12 and 13 can be seen, stepped in the axial direction and radial direction, wherein the first coupling part 1 in the central region surrounding the longitudinal axis 55 is channel-free and ends in a stage forming the smallest diameter guide pin 57. This extends at the coupling position in a guide receptacle 58 in the coupling part 3 into it and forms a part-spherical bearing surface 59 for forming a Axialla- gers, which has a plain bearing 61 which is received in a central bearing seat 63 in the second coupling part 3, which is otherwise stepped on its end face in the gradation of the first coupling part 1 complementary manner. As can also be seen most clearly from Fig. 12, are for the line groups x1 to x3 and y1 to y3 connecting spaces as annular spaces between the coupling parts 1 and 3 gebi LEN, wherein, as in the first embodiment from the inside radially outward for the group xl, yl the connection space 39, for the group x3, y3 the connection space 41 and for the group x2, y2 the connection space 43 are formed. In the channel-free design of the central part of the first coupling part 1, the guide channels x1 to x3 and y1 to y3 are guided in such a way as shown in FIGS. 12 to 15 can be removed. As shown in FIG. 11, eight connection points 9 on the plug-type coupling part 1, on the can-side coupling part 5, as shown in FIG. 10, only six connection parts 11 are present. More precisely, the four fluid channels x3 of the first coupling part 1 continue in only two fluid channels y2 in the other coupling part 3.

The thrust bearing formed between guide pin 57 with its bearing surface 59 and the sliding bearing 61 on the second coupling part 3 not only forms a second bearing point in addition to the ball bearing 31, which forms the single pivot bearing in the first embodiment, but also serves as a spacer for the axial positioning the coupling parts 1, 3 in the coupling position in which the coupling parts 1, 3 in a corresponding manner as in the first embodiment by means of the union nut 23 can be fixed. In a corresponding manner, as in the first embodiment, the connecting spaces 39, 41 and 43 are sealed by means of O-rings 45 and 47 with each other and to the environment, wherein the innermost O-ring 45, the seal between the guide pin 57 of the coupling part 1 and the guide receptacle 58 of the second coupling part 3 forms. While in the first embodiment game of Fig. 1 to 7, the fluid channels in both coupling parts 1, 3 have the same cross-section, in the present second embodiment, the fluid channels have different cross-sections. As can be seen most clearly in FIGS. 11, 13 and 14, in the coupling part 1, the fluid channels of group x1 have the smallest diameter, the fluid channels of group x3 have a larger diameter and the fluid channels of group x2 have the largest diameter. In the second coupling part 3, the fluid channels of the group y1 have the largest diameter and the fluid channels of the group y3 have the smallest diameter. In the different position of the connection points 9 in the coupling part 1, as shown in FIG. 1 1, and the connection points 1 1 in the second coupling part 3, as shown in FIG. 10, run in the first coupling part 1 two guide channels x1 closely adjacent parallel to Axis 55, s. 14. Two channels x2 extend obliquely to the axis 55 and four channels x3 also run obliquely to the axis 55. In the second coupling part, in which two channels are omitted from the channel group three, so that only two channels y3 are present, they extend to Axis 55 slightly slanted, s. Fig. 13, while the two fluid channels y1 extend axially parallel. The pair of fluid channels y2 extends, starting from the connection points 1 1, to the axis 55 obliquely and slightly diverging to the connection space 43.

Claims

claims

Coupling device, with two detachably interconnected coupling parts (1, 3), which are arranged movable in at least one direction of rotation relative to each other, characterized in that each coupling part (1, 3) has a plurality of fluid channels (x1-x3, y1-y3), the groups separated from each other into each assignable connection spaces (39, 41, 43) open, which at the adjacent end faces (15, 17) of the coupling parts (1, 3) are located and within a coupling part (1, 3) separated from each other are.
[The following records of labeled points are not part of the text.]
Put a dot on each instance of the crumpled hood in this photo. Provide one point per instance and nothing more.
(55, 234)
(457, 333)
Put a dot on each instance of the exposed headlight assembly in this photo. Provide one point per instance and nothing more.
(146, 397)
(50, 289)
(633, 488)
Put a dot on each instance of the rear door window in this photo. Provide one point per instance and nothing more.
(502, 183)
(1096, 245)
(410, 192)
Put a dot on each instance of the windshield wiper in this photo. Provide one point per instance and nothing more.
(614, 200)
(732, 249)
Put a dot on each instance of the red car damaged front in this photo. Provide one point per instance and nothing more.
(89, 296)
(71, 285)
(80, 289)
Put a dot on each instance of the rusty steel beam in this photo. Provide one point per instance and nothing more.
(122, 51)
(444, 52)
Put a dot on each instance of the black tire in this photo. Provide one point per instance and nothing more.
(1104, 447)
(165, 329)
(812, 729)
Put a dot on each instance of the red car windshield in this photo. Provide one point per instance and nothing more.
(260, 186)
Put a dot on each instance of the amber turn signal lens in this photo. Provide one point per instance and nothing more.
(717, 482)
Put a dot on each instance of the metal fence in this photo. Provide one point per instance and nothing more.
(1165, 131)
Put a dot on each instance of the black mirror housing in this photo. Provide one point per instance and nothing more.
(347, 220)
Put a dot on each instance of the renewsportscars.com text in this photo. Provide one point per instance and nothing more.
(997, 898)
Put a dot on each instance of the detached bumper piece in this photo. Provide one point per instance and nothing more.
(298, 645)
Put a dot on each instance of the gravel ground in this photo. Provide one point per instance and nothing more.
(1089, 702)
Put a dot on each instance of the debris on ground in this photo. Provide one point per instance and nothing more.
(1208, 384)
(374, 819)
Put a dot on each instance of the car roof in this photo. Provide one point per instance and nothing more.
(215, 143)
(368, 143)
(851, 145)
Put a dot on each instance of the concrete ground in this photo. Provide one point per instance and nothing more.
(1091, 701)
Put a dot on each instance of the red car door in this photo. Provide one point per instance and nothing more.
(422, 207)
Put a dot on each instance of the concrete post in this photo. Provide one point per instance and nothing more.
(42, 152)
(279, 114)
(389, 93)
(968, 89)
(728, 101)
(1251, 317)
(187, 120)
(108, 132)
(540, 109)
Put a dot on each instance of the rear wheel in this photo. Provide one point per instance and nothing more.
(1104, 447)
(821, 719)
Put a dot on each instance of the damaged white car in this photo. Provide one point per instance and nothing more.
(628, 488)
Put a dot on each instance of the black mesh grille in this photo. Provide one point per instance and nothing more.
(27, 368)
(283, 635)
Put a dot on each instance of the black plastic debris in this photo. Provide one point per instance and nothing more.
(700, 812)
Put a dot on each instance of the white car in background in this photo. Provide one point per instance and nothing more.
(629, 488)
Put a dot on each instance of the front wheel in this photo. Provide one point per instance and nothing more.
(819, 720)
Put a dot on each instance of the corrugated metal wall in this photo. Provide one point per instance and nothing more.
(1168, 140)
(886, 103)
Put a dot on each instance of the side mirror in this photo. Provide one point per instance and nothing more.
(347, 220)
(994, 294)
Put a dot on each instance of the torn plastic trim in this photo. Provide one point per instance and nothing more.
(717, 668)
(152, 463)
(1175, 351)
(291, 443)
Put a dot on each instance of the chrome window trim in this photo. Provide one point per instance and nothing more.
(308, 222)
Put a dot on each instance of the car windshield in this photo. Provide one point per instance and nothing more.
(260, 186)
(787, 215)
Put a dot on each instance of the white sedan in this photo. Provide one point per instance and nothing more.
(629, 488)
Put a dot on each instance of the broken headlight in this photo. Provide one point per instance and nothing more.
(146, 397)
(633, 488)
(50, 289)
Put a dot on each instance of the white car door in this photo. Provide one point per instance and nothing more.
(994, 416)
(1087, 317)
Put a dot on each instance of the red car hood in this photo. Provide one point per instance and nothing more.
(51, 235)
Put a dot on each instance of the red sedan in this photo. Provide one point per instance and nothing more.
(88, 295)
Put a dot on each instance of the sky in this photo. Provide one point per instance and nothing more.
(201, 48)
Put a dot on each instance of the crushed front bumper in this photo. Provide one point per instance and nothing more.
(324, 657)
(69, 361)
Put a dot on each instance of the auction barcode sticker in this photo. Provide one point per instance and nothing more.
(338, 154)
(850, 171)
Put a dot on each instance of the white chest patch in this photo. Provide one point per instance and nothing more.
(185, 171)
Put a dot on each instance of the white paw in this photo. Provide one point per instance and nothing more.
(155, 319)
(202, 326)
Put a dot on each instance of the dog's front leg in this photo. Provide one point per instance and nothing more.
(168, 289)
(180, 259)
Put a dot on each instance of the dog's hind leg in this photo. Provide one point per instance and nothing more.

Coupling device according to claim 1, characterized in that the connecting spaces (39, 41, 43) on at least one coupling part (1, 3), preferably on both coupling parts (1, 3), lying in concentric annular channel arrangement in a common plane or in axially and radially stepped arrangement on the respectively engageable coupling part (1, 3) are provided frontally.

Coupling device according to claim 1 or 2, characterized in that the respective group of fluid channels consists of one (x1, y1) or two (x1, x2, y1, y2) or more channels (x1-x3, y1-y3).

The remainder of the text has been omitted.